A Corrida dos Campeões será uma caminhada ou você decidiu acelerar a todo vapor?
“Parece que entendi que o clima entre os pilotos é dar tudo de nós e ver como corre. Temos Panigale V4Ss diferentes das que usamos nos treinos e para mim é um problema porque sou apertado com eles. Eu mudei meu pessoal, isso eu tenho que entender o que posso fazer amanhã de manhã, porque pelo menos eu gostaria de abaixar os apoios para os pés. Se tiver que deixar o padrão, não estou nele!”.
A temporada de 2022 não começou muito bem, mas você começou a ir muito rápido. Em que momento você se considera agora?

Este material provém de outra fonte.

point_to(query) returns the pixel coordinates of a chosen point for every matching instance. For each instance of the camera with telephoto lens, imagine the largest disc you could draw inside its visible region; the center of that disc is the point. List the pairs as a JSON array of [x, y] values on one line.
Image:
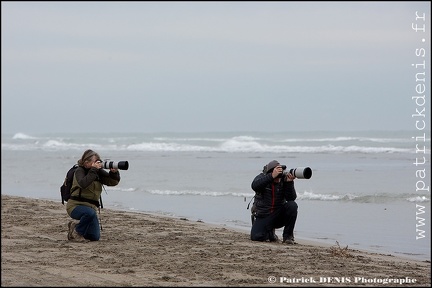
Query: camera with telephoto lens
[[122, 165], [299, 172]]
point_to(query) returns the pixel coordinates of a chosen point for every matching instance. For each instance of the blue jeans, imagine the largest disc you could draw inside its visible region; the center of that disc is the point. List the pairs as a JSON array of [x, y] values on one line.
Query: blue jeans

“Estou em 80%, eu diria. Estou satisfeito com o quanto crescemos durante a temporada. Acho que os testes são importantes para todos, enquanto quando você está bem, seria quase melhor não fazê-los porque quem está em dificuldade pode chegar mais perto. Eu pretendo chegar lá. 100%, aquele ponto onde a moto está no lugar e você não precisa tocar em quase nada para a corrida. Mas é preciso experiência e tempo.
Ano que vem vem a Ducati MotoE, você tem que ver? O que você acha disso?
“Sim, eu vi de perto. Teve Michele que testou nos testes e gostei muito. Estou feliz que a Ducati se lançou nesse desafio, acho que é uma coisa importante e interessante especialmente para o mercado de motos . futuro. Vamos ver se será assim, estou aberto a tudo. Espero que o MotoE possa crescer e se tornar uma alternativa válida ao MotoGP no futuro. Muito no futuro! Vai levar algum tempo, mas é um projeto que tem algum charme sem dúvida”.
Seu amigo e colega da Academia Franco Morbidelli está passando por momentos difíceis. Você conversou com ele sobre isso?
“Eu não tenho conversado muito com eles porque são discursos difíceis de fazer. Quando a pessoa não se sente bem, ela passa por um período difícil, você não quer estar ali para incomodá-lo. A gente sempre prefere conversar sobre outra coisa e ser mais impensado. Pensamos no treino e na próxima corrida, sem focar nos aspectos negativos. Não sei, Franco também teve uma lesão bastante importante, perdeu muito tempo e muitas corridas. A reabilitação não foi fácil e depois a moto mudou em relação à que tinha em 2020. A Yamaha acompanhou o Fabio durante todo o desenvolvimento porque o tinha como piloto e ganhou as corridas, por isso estava certo. Talvez eles não tenham o mesmo estilo de direção e, portanto, é difícil se adaptar. Você pode tentar se adaptar, melhorar, mas não pode se tornar outro piloto e acho que esta é a chave. Na minha opinião, Franco foi fortemente penalizado pela lesão, mas estou certo de que voltará ao topo. Alguém que vence corridas de MotoGP e é segundo no campeonato mundial já mostrou tudo na minha opinião.”
Última pergunta: onde você chega ao pódio entre agora e o final do ano?
“Eu não sei! Cada corrida é um assunto separado, depende de muitas coisas, quando a oportunidade surgir. Você tem que se sentir confortável na moto desde sexta-feira de manhã, você tem que se classificar bem. Muitas coisas têm que se alinhar . Acho que agora é importante manter o foco corrida a corrida, fazer sempre um bom trabalho. Não tenho pressa, o pódio virá.”